J
Jhende
Guest
Hello all, first off I’d like to clarify that I was raised as a southern baptist, not catholic. My past with southern baptism led me to be very confused about my spirituality, as I felt it had a very aggressive approach with lots of frightening themes and an overall quite threatening nature, and I did not agree with a lot of what was said (I have not been to church in years, so I apologize if my terminology is incorrect or if I’m bad at explaining things). But recently I have felt a strong connection with the catholic faith. About two years ago I visited Italy, and while visiting many of the famous cathedrals I felt very drawn to them, like they were a place I would have belonged in a past life. This feeling was especially present in Assisi, everything was so beautiful and had such an aura of simplicity and purity that I felt extremely connected to it from the getgo.
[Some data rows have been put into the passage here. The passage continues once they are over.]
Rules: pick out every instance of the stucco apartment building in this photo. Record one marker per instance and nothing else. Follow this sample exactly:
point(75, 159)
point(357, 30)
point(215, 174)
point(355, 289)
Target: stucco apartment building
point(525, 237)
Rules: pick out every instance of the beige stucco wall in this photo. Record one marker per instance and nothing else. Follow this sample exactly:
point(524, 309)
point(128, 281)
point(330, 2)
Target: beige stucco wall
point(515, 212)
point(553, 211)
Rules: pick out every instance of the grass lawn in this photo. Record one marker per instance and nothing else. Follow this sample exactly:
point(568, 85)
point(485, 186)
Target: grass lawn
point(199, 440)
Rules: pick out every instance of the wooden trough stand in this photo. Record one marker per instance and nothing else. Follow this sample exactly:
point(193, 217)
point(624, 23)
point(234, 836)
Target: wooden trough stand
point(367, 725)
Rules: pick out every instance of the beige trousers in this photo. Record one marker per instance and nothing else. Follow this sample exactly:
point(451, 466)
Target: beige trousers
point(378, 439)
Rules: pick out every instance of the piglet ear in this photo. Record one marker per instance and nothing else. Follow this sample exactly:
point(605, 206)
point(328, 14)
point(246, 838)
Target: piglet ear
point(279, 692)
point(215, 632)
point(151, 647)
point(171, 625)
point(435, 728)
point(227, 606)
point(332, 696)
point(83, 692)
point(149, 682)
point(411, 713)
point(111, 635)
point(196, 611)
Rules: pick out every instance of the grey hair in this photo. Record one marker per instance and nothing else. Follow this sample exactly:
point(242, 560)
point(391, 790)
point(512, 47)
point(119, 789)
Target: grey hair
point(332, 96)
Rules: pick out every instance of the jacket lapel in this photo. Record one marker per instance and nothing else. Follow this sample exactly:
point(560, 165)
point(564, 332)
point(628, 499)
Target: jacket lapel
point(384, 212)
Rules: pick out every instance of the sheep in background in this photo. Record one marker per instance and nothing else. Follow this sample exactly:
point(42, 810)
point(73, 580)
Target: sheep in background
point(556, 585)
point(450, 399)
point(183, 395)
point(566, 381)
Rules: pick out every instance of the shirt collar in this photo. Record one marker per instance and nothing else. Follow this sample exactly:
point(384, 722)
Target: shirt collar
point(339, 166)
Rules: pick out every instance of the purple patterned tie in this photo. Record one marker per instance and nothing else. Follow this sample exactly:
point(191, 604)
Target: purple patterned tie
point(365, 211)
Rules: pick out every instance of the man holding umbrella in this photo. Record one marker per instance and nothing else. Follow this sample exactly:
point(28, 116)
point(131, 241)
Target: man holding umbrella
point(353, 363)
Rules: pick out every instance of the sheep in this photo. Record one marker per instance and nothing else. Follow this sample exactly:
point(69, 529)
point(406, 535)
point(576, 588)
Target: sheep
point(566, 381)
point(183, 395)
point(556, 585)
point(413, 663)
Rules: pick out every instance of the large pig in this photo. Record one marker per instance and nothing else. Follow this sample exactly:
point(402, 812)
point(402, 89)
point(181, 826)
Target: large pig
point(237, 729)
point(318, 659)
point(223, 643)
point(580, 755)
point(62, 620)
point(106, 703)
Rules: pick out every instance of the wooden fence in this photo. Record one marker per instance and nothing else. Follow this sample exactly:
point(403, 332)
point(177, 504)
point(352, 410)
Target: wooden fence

This isn’t what first sparked my fascination however, even when I classified myself as non-religious (still trying to find my path, through Catholicism or other means) I had always felt a connection to mother Mary. I knew of her through my past in the church, but as you probably know Christianity does not focus very much on her. I’m not sure if this is the answer, but I had a very difficult childhood that I’m still coming to terms with today, and I feel that maybe she has been protecting me during this time. I’m also a female, so I think it may be some sort of feminine connection as well. A few weeks ago I remember having a dream about her, although I don’t really remember what it was about, all I know is I woke up with her on my mind for at least a few days. I apologize if I didn’t word this very well, but does anyone know why I may be feeling this way? Could she have been watching over me all along? Any information is appreciated, thank you!